Inspired by Gretchen Rubin's Happiness Project, I have started a Happiness Group with Umami Girl and two other friends who don't have blogs but should--if that's what they're into. We decided to jump in with some resolutions and report back in a couple of weeks; but also to give some serious thought to Rubin's 1st Commandment, "Be Gretchen." What does it mean to "Be MomVee"?
One thing that occurred to me is that I love music, and although it's a big part of my life, I could be happier by making it even bigger. I thought a resolution as simple as "Remember to turn on the stereo" might be warranted.
Last night Not-so-big-R. posted a status update on Facebook with a few selections from the eclectic jukebox in the restaurant where he was dining with the big kids on their ski vacation: All the Girls I've Loved Before, Xanadu, You May be Right, One Fine Day, and Atomic. "I love 'One Fine Day,'" I commented, and he replied, "I know you do." That was nice in itself.
So I started thinking about One Fine Day, and Carole King songs in general, and I thought, "I should rip the CD of 'Tapestry,' and then I can run to it tomorrow." Well, I had forgotten how much I loved that album. When I was 11 or 12 I listened to it over. and over.
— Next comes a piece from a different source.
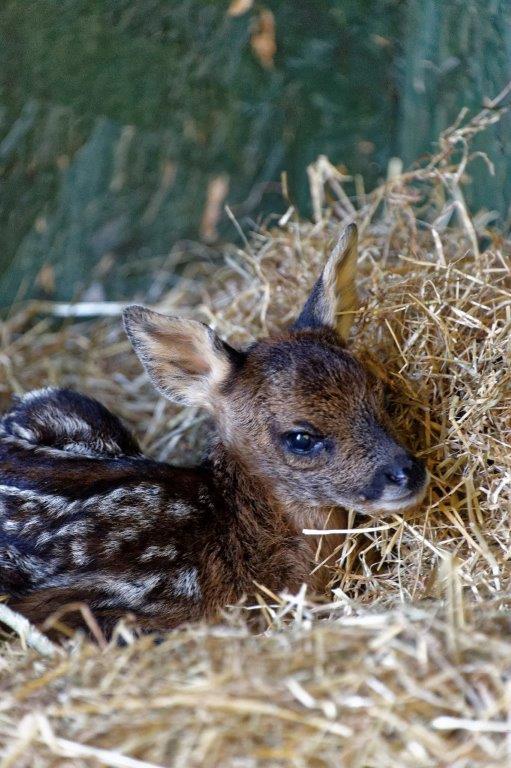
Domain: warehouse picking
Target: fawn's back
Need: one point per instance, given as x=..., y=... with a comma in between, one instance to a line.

AND OVER. I know the whole album sequence, which side is which (I prefer side 2), every schmaltzy string section, the moments when James Taylor chimes in, and of course every word of the lyrics.
Today I ran on the indoor track at the Y, and I began to recall auditioning for Pirates of Penzance with King's "Home Again," in my warmest, easiest, biggest voice. But there was no accompanist there that night, and the director suggested that the few people present come back and re-audition on Saturday. He seemed particularly encouraging to me. When I returned I had changed my song to "The Simple Joys of Maidenhood" from Camelot. It seemed more appropriate for a Gilbert and Sullivan audition. Great song, don't get me wrong, and I can pull off the humor--but the image of the director chatting with the music director the entire time I was singing is burned into my brain. Chorus. There aren't a lot of parts in that play anyway, and I was young and inexperienced, but still: why didn't I stick with what worked?
I'm not sure what all of this means, except that MomVee is an Alto (like Jay), and she loves Carole King.